The challenges that rope access technicians face daily are not for the faint-hearted as they are required to carry out maintenance and inspection suspended in mid-air for hours. But, it can be financially rewarding and seems to attract adventurous youngsters.
HOW often do you see people suspended in mid-air as they clean windows, paint walls or change light bulbs on high-rise buildings and wonder: “What does it take to scale skyscapers?”
Well, a lot of guts for a start.
The vertigo-inducing feat is not for the faint-hearted. It attracts mainly the younger generation who are drawn to its hair-raising challenges. Quite often, they make good money.
Those who want to enter the profession are required to undergo a five-day Industrial Rope Access Trade Association (Irata) course, which costs about RM3,000 to be certified as rope access technicians.
Those with the certification are allowed to go to difficult-to-reach locations without the use of scaffolding, window cleaners’ cradles or aerial work platforms for commercial or offshore tasks.
In the commercial rope access sector, a certified individual is able to perform tasks such as window-cleaning, putting up signboards, changing light bulbs, drilling, welding and painting.
With regard to offshore opportunities, jobs are available in areas such as non-destructive testing (evaluating the properties of a material, component or system without causing damage), maritime surveys, video inspections, rigging and lifting, rescue standby services, welding and maintenance.
Freelance rope access technician Ali Imran Mansor Adabi, who has a diploma in web designing, said he decided to choose a different career path as he found a desk job too sedentary.
“Most of us became rope access technicians because we love the outdoors and extreme activities, and dislike regimented desk jobs,” he said.
“Although I have the Irata certificate, it doesn’t mean that I can do all rope access jobs.
“I still need specific training for each job,” said the 22-year-old Kelantanese, who joined the rope access world this year.

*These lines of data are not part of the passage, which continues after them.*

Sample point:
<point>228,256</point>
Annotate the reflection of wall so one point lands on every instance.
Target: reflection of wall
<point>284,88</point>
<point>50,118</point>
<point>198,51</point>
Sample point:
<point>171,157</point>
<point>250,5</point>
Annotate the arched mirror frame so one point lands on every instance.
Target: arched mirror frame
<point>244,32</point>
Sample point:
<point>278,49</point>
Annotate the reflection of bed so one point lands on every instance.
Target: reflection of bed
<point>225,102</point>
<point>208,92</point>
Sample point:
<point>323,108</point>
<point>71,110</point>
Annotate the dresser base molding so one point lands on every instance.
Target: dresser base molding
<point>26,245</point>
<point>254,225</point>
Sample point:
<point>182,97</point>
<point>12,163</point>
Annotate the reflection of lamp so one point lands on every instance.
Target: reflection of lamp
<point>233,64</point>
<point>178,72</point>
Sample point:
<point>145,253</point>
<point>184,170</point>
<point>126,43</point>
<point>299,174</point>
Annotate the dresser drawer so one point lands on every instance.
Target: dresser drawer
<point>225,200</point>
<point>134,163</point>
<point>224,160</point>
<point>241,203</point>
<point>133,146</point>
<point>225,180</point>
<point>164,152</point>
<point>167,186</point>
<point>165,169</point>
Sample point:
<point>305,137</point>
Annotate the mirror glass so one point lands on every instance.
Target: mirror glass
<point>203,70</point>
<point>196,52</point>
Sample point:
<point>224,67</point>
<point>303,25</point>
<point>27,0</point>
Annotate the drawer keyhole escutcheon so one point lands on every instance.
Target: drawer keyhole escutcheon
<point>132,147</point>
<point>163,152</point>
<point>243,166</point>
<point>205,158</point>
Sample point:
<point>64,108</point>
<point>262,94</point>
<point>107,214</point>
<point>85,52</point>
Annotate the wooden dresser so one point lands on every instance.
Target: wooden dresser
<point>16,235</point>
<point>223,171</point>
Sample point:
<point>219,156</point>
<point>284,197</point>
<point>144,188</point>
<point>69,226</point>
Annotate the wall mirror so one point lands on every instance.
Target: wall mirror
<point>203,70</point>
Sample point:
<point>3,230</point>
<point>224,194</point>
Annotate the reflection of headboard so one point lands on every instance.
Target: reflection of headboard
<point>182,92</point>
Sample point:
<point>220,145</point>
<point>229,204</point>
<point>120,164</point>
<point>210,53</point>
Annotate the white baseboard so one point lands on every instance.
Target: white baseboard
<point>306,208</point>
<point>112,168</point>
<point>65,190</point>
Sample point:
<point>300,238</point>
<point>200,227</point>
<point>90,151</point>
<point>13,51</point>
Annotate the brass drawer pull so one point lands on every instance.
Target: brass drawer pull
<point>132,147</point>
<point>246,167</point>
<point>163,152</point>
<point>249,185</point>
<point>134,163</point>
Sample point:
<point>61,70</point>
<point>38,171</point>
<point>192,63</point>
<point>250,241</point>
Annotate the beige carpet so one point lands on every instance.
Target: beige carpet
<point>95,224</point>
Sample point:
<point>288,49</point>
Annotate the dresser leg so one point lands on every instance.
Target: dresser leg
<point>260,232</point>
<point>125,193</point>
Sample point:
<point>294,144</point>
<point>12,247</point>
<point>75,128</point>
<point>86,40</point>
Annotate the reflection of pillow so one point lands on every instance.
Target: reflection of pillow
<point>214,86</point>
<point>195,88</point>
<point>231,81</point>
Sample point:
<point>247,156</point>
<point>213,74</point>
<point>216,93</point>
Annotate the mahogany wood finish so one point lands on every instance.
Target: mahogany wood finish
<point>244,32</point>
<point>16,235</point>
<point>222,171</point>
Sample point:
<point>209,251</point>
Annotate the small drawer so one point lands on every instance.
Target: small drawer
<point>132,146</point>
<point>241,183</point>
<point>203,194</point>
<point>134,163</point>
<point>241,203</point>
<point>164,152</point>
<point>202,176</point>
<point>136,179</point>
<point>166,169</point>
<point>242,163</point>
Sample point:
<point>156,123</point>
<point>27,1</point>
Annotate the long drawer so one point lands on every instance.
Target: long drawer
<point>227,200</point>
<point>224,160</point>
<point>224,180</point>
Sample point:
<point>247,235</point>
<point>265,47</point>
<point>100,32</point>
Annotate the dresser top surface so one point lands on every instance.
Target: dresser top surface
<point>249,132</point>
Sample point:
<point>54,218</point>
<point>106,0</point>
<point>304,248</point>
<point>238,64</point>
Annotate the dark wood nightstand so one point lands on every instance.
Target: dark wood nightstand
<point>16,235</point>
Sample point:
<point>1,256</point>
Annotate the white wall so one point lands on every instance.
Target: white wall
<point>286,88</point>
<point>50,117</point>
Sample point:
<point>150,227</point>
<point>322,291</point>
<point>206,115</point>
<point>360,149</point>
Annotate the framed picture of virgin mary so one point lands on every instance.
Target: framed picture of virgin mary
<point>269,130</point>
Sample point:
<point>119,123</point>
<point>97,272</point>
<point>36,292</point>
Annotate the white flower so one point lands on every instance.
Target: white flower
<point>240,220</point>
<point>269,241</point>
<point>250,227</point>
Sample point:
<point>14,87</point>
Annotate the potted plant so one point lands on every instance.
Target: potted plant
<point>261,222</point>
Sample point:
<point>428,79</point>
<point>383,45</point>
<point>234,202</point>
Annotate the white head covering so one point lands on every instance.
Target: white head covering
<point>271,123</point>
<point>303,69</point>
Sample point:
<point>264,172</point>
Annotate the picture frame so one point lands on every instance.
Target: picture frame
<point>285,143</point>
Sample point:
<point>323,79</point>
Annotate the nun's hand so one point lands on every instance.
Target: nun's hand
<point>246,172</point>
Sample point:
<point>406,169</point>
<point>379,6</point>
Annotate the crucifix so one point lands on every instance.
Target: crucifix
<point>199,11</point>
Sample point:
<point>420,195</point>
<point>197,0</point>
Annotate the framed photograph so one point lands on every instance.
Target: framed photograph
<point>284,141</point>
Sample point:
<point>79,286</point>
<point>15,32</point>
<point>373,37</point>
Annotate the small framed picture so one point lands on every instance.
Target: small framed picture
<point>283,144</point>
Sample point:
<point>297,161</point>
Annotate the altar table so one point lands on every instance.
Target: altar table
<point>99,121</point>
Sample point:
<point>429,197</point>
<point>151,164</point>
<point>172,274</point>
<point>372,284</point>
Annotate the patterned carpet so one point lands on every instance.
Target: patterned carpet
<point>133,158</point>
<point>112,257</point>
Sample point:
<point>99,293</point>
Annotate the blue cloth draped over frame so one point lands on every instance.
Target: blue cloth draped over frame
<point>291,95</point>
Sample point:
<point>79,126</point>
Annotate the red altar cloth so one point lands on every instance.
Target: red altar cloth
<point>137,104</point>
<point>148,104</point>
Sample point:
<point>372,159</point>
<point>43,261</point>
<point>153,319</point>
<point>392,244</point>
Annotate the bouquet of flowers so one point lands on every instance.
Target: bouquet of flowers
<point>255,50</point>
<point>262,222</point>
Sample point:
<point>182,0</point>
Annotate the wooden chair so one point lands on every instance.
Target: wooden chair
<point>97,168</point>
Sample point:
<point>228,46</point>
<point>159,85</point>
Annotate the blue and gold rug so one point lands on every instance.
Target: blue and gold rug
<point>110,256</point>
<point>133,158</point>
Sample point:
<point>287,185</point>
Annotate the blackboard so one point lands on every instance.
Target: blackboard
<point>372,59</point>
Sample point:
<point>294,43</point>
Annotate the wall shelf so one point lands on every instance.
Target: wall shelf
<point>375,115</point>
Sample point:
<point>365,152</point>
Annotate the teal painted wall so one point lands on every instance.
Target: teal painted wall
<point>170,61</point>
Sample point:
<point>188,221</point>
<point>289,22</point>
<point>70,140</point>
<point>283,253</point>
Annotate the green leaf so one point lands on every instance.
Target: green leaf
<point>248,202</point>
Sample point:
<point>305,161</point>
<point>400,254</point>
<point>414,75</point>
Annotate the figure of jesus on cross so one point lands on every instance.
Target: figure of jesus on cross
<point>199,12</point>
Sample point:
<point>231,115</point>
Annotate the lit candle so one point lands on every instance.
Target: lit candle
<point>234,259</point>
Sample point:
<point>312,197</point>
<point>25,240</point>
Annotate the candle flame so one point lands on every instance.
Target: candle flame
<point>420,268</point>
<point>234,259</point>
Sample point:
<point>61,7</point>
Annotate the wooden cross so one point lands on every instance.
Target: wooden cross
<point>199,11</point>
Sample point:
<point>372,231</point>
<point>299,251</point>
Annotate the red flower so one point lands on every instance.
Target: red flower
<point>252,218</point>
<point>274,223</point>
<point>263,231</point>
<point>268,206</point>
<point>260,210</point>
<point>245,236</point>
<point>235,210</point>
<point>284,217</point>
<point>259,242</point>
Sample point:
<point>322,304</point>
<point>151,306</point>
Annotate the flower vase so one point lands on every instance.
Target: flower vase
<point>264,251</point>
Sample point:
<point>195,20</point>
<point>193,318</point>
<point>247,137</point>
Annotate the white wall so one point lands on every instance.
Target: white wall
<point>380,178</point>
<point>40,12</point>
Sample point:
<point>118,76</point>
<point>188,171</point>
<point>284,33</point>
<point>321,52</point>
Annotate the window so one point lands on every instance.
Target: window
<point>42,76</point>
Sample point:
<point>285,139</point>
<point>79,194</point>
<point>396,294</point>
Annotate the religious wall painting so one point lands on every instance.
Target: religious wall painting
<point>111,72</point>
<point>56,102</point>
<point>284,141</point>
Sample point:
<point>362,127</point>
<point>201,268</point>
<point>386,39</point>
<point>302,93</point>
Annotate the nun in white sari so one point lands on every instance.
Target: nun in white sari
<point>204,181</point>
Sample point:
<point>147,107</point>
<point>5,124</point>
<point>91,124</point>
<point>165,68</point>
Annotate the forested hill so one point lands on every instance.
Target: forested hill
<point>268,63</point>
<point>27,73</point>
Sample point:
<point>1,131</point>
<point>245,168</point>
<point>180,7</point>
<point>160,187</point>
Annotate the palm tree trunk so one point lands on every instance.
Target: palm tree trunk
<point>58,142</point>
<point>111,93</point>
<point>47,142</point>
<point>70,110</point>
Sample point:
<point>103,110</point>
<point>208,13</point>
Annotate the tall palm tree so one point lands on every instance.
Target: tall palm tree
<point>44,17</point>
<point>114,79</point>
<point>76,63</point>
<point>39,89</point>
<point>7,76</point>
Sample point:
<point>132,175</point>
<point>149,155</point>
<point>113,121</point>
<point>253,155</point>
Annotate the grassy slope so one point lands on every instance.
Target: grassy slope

With him were fellow freelance rope access technicians Aminnurasyid Rahman, 21; Syafiq Abdullah, 25; Mohd Nazlee Mohd Zamri, 25; and Mohd Faizal Samikon, 31.
Faizal stressed the importance of following basic safety rules.
“I have not only my own safety to think about, but also that of my teammates and the public.
“The weather, building condition and our equipment determine our safety. We must use sound judgment and evaluate our surroundings for potential hazards.
“On a windy day, one can swing as much as 8m away in the air,” Faizal said, adding that the public could also cause accidents.
“Sometimes, when we work at residential buildings, angry occupants throw objects down at us for no reason,” said the Johorean who has eight years of experience under his belt.
Because of this, he added, not many rope access technicians were willing to take up commercial jobs.
Aminnurasyid said clients engaged rope access technicians because they did their jobs efficiently and were able to access areas that were too small or narrow for scaffoldings to be used.
“We often have to use our creativity to accomplish a job, or use additional equipment. Because of this, the price quotation for the job may go up,” he said.
Aminnurasyid said a full set of equipment for a single technician could cost up to RM10,000.
Syafiq said the “anchoring stage” was the hardest part of the job.
“Working top to bottom, we need strong anchors to keep us safe on the ropes.
“However, some buildings do not have features to enable proper anchoring,” Aminnurasyid said, adding that sometimes they had to drive metal pins into building surfaces so that ropes could be attached to them.
However, building developers often refused to allow this, fearing that the facade could be compromised as water could collect in the holes.
“We always have to be on our toes and find solutions to our problems,” he said.
A buddy system is an additional safety feature of the job, as members of a team can focus on rescue efforts in the event of emergency and equipment failure.
With every 1,000 hours on the job, rope access technicians are elevated to the next level, with level three being the highest.
Ali said level three technicians were in high demand for commercial and offshore jobs around the world, and could also become trainers.
“In every job, there must be at least one level three technician,” he said.
Faizal said foreign workers with questionable rope access skills were favoured by some companies as they were cheaper to hire.
“Because of this, we have to bring down our quotations by large margins,” he said, adding that he had worked alongside foreign workers and saw that many of them did not take safety seriously.
Aminnurasyid said he hoped that more youths, especially those who love extreme sports, would consider taking up rope access as a career path.
“I used to be a mat rempit because I love the adrenaline rush. Now, I still get the rush but at least I am making a living out of it,” he said, adding that rope access could be a life-long career if one was serious about it.
Nazlee said his goal was to scale the 163-floor Burj Khalifa in Dubai, United Arab Emirates, an ambition shared by the other rope access technicians.